## The Neyman-Scott ‘Paradox’

I just came across this interesting little problem recently and thought I’d share it here. It’s usually called the ‘Neyman-Scott’ paradox. Before going on it’s worth mentioning that Elizabeth Scott (the second half of Neyman-Scott) was an astronomer by background. Her co-author was Jerzy Neyman. As has been the case for many astronomers, she contributed greatly to the development of the field of statistics. Anyway, I think this example provides another good illustration of the superiority of Bayesian methods for estimating parameters, but I’ll let you make your own mind up about what’s going on.

The problem is fairly technical so I’ve done done a quick version in latex that you can download

here, but I’ve also copied into this post so you can read it below:

I look forward to receiving Frequentist Flak or Bayesian Benevolence through the comments box below!

Follow @telescoper
November 26, 2016 at 1:51 am

That’s an interesting example of how maximum likelihood can give an incorrect answer in the large sample limit if the number of nuisance parameters increases with the number of observations.
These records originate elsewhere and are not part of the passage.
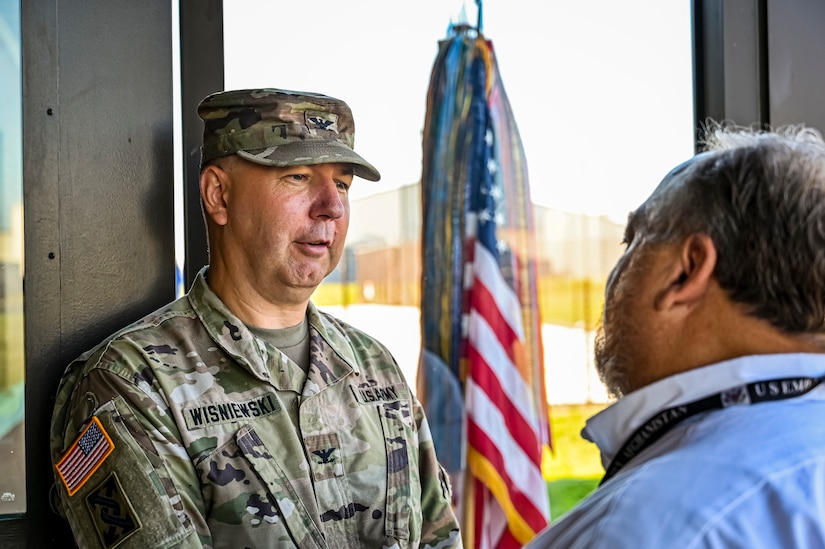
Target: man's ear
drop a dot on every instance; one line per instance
(214, 184)
(691, 274)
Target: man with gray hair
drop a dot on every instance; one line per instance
(713, 337)
(240, 415)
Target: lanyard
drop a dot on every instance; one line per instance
(752, 393)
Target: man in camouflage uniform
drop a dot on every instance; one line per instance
(240, 415)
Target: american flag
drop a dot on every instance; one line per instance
(481, 375)
(504, 432)
(84, 456)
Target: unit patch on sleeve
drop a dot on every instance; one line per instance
(83, 457)
(112, 512)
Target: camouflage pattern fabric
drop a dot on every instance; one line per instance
(205, 455)
(275, 127)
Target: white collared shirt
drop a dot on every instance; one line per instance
(744, 476)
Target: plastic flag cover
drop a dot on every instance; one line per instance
(481, 374)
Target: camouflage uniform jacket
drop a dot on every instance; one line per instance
(198, 449)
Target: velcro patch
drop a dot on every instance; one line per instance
(369, 393)
(84, 457)
(112, 512)
(214, 413)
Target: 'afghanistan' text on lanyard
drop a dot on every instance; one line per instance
(752, 393)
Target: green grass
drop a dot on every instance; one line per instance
(564, 494)
(574, 468)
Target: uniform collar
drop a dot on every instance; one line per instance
(612, 426)
(332, 354)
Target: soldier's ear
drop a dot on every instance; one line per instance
(214, 186)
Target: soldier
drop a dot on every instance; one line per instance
(240, 415)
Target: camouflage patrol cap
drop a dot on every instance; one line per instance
(280, 128)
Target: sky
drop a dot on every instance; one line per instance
(601, 90)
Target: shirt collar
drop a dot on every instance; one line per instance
(232, 335)
(612, 426)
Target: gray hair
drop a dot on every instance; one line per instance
(760, 196)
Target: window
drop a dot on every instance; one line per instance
(12, 445)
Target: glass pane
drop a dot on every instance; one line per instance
(12, 445)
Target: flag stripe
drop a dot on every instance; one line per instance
(495, 359)
(84, 457)
(513, 425)
(488, 272)
(520, 468)
(489, 465)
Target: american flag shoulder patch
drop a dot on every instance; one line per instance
(84, 457)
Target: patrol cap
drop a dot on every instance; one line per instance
(275, 127)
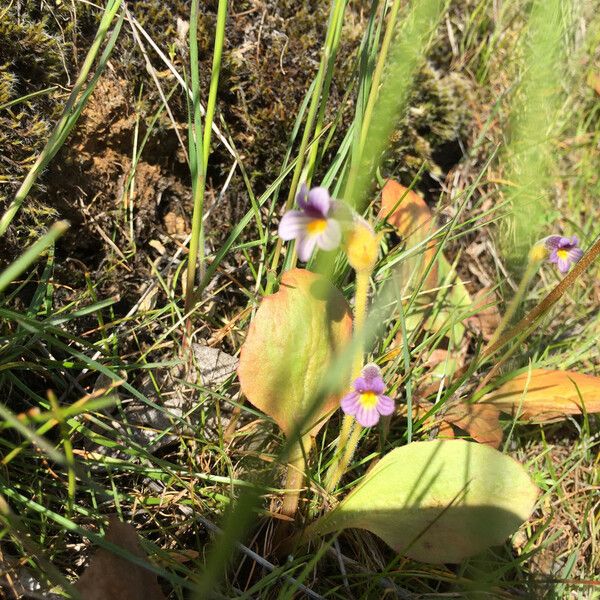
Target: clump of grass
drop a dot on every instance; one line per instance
(72, 457)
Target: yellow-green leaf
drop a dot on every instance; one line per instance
(439, 501)
(290, 344)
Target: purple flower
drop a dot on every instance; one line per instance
(311, 226)
(563, 251)
(367, 402)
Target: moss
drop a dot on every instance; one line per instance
(31, 59)
(437, 119)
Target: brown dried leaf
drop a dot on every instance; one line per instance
(543, 395)
(111, 577)
(414, 222)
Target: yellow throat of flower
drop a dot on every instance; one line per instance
(368, 400)
(316, 227)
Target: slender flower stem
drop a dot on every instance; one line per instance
(528, 321)
(295, 476)
(554, 296)
(348, 452)
(338, 467)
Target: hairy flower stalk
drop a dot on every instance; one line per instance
(559, 250)
(361, 250)
(564, 252)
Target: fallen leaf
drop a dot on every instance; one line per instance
(436, 502)
(411, 217)
(291, 342)
(480, 421)
(112, 577)
(543, 395)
See

https://arxiv.org/abs/1301.6278

for a way of recasting the Neyman-Scott model so that maximum likelihood can be used.

November 26, 2016 at 8:13 am

In fairness to frequentists (and once the analysis has been debugged of typos) this isn’t quite comparing like with like. It would be illuminating to compare maximum-likelihood with maximum-posterior in which the posterior is maximised simultaneously wrt the mu’s and sigma, using flat priors for these, in the large-N limit.
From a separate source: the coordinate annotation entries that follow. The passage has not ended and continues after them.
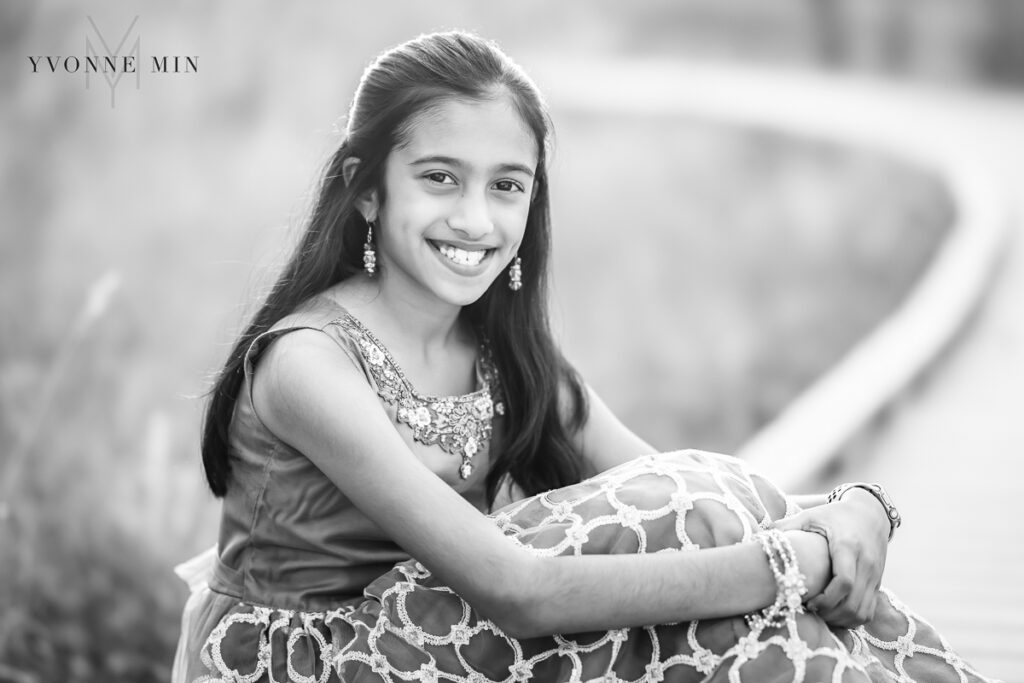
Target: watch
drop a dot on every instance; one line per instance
(880, 494)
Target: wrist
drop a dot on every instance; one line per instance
(869, 496)
(812, 558)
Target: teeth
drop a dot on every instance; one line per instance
(461, 256)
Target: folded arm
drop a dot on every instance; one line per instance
(312, 397)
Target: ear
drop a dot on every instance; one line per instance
(367, 202)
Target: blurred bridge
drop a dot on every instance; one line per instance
(932, 403)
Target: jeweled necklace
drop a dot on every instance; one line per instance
(460, 425)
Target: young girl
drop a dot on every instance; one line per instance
(400, 381)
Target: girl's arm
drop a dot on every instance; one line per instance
(856, 528)
(603, 440)
(313, 397)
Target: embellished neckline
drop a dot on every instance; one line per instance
(480, 373)
(460, 425)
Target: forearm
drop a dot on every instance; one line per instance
(808, 501)
(595, 592)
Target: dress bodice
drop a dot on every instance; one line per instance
(289, 537)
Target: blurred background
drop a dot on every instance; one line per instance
(704, 274)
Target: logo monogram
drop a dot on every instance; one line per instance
(114, 60)
(128, 60)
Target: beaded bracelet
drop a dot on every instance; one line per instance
(791, 588)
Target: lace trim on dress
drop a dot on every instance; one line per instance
(460, 425)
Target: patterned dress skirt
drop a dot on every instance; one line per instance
(410, 627)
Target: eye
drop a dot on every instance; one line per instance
(440, 177)
(509, 186)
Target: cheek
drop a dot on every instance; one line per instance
(513, 220)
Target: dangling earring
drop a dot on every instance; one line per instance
(369, 255)
(515, 274)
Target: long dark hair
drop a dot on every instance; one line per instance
(544, 396)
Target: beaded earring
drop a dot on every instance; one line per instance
(515, 274)
(369, 254)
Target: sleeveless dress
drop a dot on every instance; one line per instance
(305, 589)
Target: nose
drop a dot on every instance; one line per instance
(471, 215)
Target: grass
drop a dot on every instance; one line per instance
(702, 276)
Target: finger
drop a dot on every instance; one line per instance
(793, 523)
(844, 572)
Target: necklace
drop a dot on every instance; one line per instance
(460, 425)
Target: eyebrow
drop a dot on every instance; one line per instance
(452, 161)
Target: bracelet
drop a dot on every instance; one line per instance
(791, 588)
(880, 495)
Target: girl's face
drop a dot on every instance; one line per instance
(457, 196)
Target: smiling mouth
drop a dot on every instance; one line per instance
(459, 256)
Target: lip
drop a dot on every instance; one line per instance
(459, 267)
(465, 246)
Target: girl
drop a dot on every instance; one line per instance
(400, 381)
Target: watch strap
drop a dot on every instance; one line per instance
(880, 495)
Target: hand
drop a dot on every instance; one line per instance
(857, 531)
(812, 559)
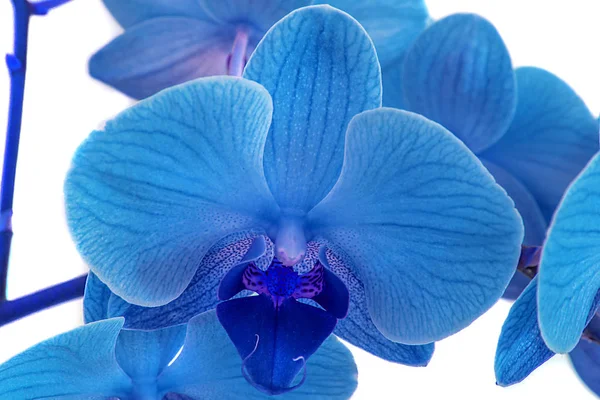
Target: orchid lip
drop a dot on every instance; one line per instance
(290, 241)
The Bayesian secret weapon in this problem is marginalisation, which is a rigorous consequence of the (always correct, always applicable) sum and product rules of probability.

November 26, 2016 at 10:41 am

I put a couple of deliberate mistakes in to check who was paying attention.

November 26, 2016 at 2:28 pm

I don’t think that the comparison you propose would be very revealing. Maximum-posterior with uniform prior will always be the same as maximum-likelihood (since, by Bayes’s Theorem, the quantities being maximized are proportional).

In any case, from a Bayesian point of view, marginalizing, not maximizing, is the uniquely correct way to answer the question “what do I know about the variance?” The way to make the comparison fair is to try to figure out what a frequentist would actually use as an estimator in this situation. I don’t know the answer to that, but it’s certainly not the MLE.

The situation described in this paradox, although somewhat artificial, is essentially the same as the very common situation of estimating the variance from a set of measurements of unknown mean, which is worked out in every statistics textbook. If you have M iid normal random variables, and you find the values of mean and variance that jointly maximize the likelihood, you find that the estimated mean mu is the arithmetic mean of the measurements and the estimated variance is the mean of (x-mu)^2. This estimator is biased: on average it’s too low by a factor of M/(M-1). That’s the reason people always divide by M-1 instead of M when estimating the variance in this situation. In fact, dividing by M-1 instead of M seems to be the only statistical fact known by many physicists!

This paradox is just an example of this, with M = 2 and many repetitions of the experiment to make the paradoxical result appear sharper. Since frequentists are willing to correct for the bias in the standard case, presumably they’re willing to correct for it in this case, so a hypothetical frequentist would not naively use the biased MLE.

As for what a frequentist would do, I don’t know. And that’s part of the problem with the frequentist approach. From a Bayesian point of view, there’s one right answer to the question “what do I know about the variance?”, namely, the posterior probability distribution. A frequentist has to make a choice of estimator, and that choice seems to be as much art as science.

November 26, 2016 at 3:04 pm

Yes, lazy of me not to see that about max-posterior, given flat priors. In my house you’d be preaching to the converted!

November 26, 2016 at 2:01 pm

While I cannot but concur with your conclusion!, I rather dislike this example, which, as most paradoxes, is too artificial for my taste. (I am also wary of MAP and MMAP estimators, if only because of the impact of the dominating measure.) The choice of the prior has an impact on whether or not the difficulty vanishes and in particular, resorting to the Jeffreys family of non-informative priors will produce worse behaviour.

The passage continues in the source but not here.